Abstract
High-throughput screening (HTS) has become an indispensable tool for the pharmaceutical industry and for biomedical research. A high degree of automation allows for experiments in the range of a few hundred up to several hundred thousand to be performed in close succession. The basis for such screens are molecular libraries, that is, microtiter plates with solubilized reagents such as siRNAs, shRNAs, miRNA inhibitors or mimics, and sgRNAs, or small compounds, that is, drugs. These reagents are typically condensed to provide enough material for covering several screens. Library plates thus need to be serially diluted before they can be used as assay plates. This process, however, leads to an explosion in the number of plates and samples to be tracked. Here, we present SAVANAH, the first tool to effectively manage molecular screening libraries across dilution series. It conveniently links (connects) sample information from the library to experimental results from the assay plates. All results can be exported to the R statistical environment or piped into HiTSeekR (http://hitseekr.compbio.sdu.dk) for comprehensive follow-up analyses. In summary, SAVANAH supports the HTS community in managing and analyzing HTS experiments with an emphasis on serially diluted molecular libraries.
Keywords
Introduction
High-throughput screening (HTS) is a key technology in functional genomics and drug (target) research. 1 Thanks to a high degree of automation and the use of robotics, researchers may nowadays perform experiments on a large (>1000) to ultralarge scale (>100,000). HTS was first applied by the pharmaceutical industry for small-compound screens, but is now also an important tool in functional genomics 2 and drug target discovery. 3 The basis for these screens is formed by molecular libraries, that is, sets of plates containing the samples or reagents to be tested on a particular cell line and under specific experimental conditions. For instance, a genome-wide siRNA screen spans more than 200 × 96-well or more than 50 × 384-well microtiter plates. Molecular libraries are typically manufactured in a highly condensed form to allow performing several screens with the available material. Hypothetically, the solubilized reagents in a library plate can simply be resuspended, allowing for small amounts to be extracted, producing a single set of assay plates. However, the quality of subsequent screens might be affected, since reagents will slowly degrade with each freeze/thaw cycle. Consequently, library plates need to be diluted in as few freeze/thaw cycles as possible. Assay plates obtained in this way can then be thawed and directly used for a screen when needed. However, fully diluting an entire library would lead to a large number of plates that typically have to be stored at −80°C, posing a storage problem. Therefore, library plates are typically diluted in several steps ( Fig. 1 ). At first, each library plate is diluted and samples are divided between a number of master plates. These sets of master plates, each representing the full library, are then stored in a freezer, except for one set, which is processed further. Again, the samples are diluted and transferred to a number of so-called mother plates. Only a single set of mother plates is in turn processed further and diluted into daughter plates. Master, mother, and daughter plates are thus technically identical and only differ in the concentration of the sample, where only daughter plates are appropriately diluted for screening. Each set of daughter plates, also called assay plates, covers an entire screen. This process enables conservation of a large portion of the screening library in a concentrated form, while reducing freeze/thaw cycles to a minimum.

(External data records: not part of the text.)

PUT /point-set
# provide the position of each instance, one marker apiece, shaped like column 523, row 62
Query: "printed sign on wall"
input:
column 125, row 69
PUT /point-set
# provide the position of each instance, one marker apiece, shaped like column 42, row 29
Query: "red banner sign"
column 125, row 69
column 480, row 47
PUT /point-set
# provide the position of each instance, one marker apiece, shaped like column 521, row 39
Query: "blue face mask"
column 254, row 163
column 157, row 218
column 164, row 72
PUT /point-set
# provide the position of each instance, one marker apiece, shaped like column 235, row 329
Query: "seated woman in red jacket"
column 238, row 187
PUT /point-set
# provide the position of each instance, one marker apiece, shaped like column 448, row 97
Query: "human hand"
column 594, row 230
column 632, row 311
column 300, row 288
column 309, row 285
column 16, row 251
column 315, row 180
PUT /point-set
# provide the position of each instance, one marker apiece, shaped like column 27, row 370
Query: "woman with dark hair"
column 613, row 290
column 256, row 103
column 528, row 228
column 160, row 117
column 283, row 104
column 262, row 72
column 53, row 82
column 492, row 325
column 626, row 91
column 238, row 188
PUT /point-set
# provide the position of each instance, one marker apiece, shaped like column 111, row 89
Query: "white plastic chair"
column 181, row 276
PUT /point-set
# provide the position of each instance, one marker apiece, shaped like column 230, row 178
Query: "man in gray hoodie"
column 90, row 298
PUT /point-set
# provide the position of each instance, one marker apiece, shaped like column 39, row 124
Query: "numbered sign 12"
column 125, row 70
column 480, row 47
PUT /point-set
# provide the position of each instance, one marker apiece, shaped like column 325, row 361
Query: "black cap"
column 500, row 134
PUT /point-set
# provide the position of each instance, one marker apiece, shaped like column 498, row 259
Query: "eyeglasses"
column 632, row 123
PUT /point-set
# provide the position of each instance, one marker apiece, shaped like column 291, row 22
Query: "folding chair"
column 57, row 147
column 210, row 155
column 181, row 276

HTS libraries are typically delivered in a highly concentrated form. To keep the number of freeze/thaw cycles low and to minimize the freezer space needed for the entire library, plates are diluted stepwise via master and mother plates, down to daughter plates, which can finally be used as assay plates in a screen.
Depending on the actual concentrations, a screening library can be used for dozens of screens. A more comprehensive overview of this procedure can be found in Entzeroth et al. 4 Over time, the thousands of samples in a library are distributed across hundreds or thousands of plates. This demands a systematic solution for sample management. Based on our experience with HTS in cancer stem cell research, 5 we have developed Sample Management and Visual Analysis of High-Throughput Screens (SAVANAH), a free web application that addresses common issues in HTS library sample management.
Requirements
We identified a number of requirements, listed in the following as R1–R28, that an HTS sample management system should optimally fulfill. These requirements are the basis for a comprehensive comparison of SAVANAH with two existing applications in Table 1 .
Feature Comparison between SAVANAH and Comparable Open-Source Solutions for Managing High-Throughput Screening Data.
The identified requirements are listed as R1–R28. SD/MAD, standard deviation/median absolute deviation.
Requires licensing (freely available for academic / non-profit).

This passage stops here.